I took my baby to places like Target by the time she was a few weeks old, but I didn’t see any harm.  No one there was touching her.

Post # 43
2059 posts
Buzzing bee
  • Wedding: September 2012

i don’t think it’s that crazy. i always wash my hands before i touch a newborn. it’s just common sense to me. unfortunately common sense is not that common and some people think nothing of touching a newborn with their germy hands and they always go for the baby’s hands, which of course go straight into the baby’s mouth. gross.

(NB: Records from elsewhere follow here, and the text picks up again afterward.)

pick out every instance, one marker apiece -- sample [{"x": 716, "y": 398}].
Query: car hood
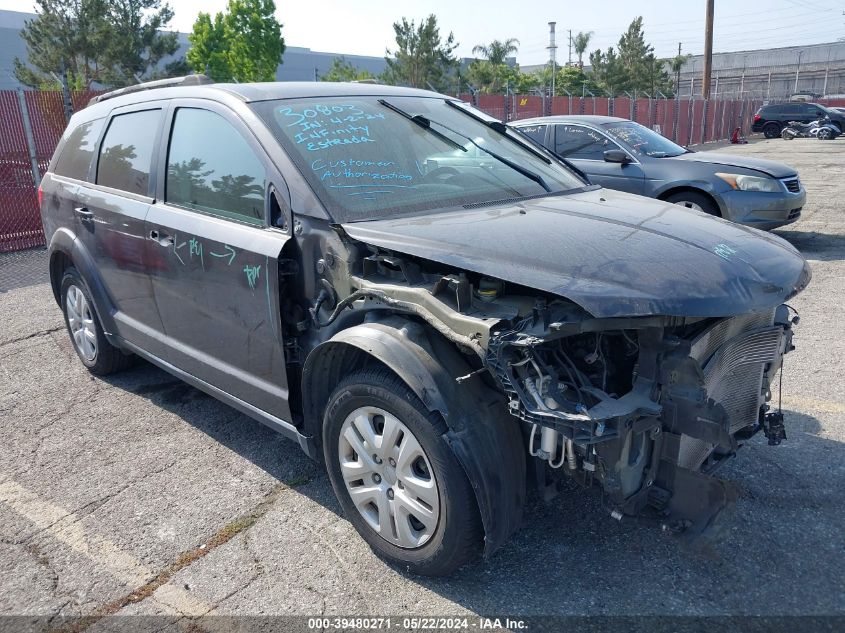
[
  {"x": 612, "y": 253},
  {"x": 770, "y": 167}
]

i was pregnant earlier this year and would have been due on nov. 25th. when i realized i was going to have a newborn in the midst of cold and flu season i was prepared to be a shut-in for 1-3 months and limiting visitors and outings. my husband’s niece was in the hospital with the flu when she was only like 6 weeks old and after that, my brother in law was like, “be as over-protective as you want. if people think you’re being ridiculous, let them think you’re ridiculous. it’s better than having your baby in the hospital.”

Post # 44
2056 posts
Buzzing bee
  • Wedding: June 2017

I don’t have kids yet and in general I think Purell is way over-used, but I don’t think I would find this mom’s request crazy given the location.

Post # 45
592 posts
Busy bee
  • Wedding: October 2011

I guess my question is why wouldn’t you ask someone to sanitize?  I think most of us have had a run in with the stomach flu/norovirus or other fun highly contagious illnesses such as Hand Foot Mouth.  Why wouldn’t you take 10 seconds to make sure you don’t spread that kind of illness to a little fragile person?  Sometimes we come in contact with illnesses and we may not even realize we are a carrying it and passing it to others. 

I’m all for letting my kid play in the dirt and share her popsicle with the dog.  However, there is a difference between that and something that can put your little one in the hospital.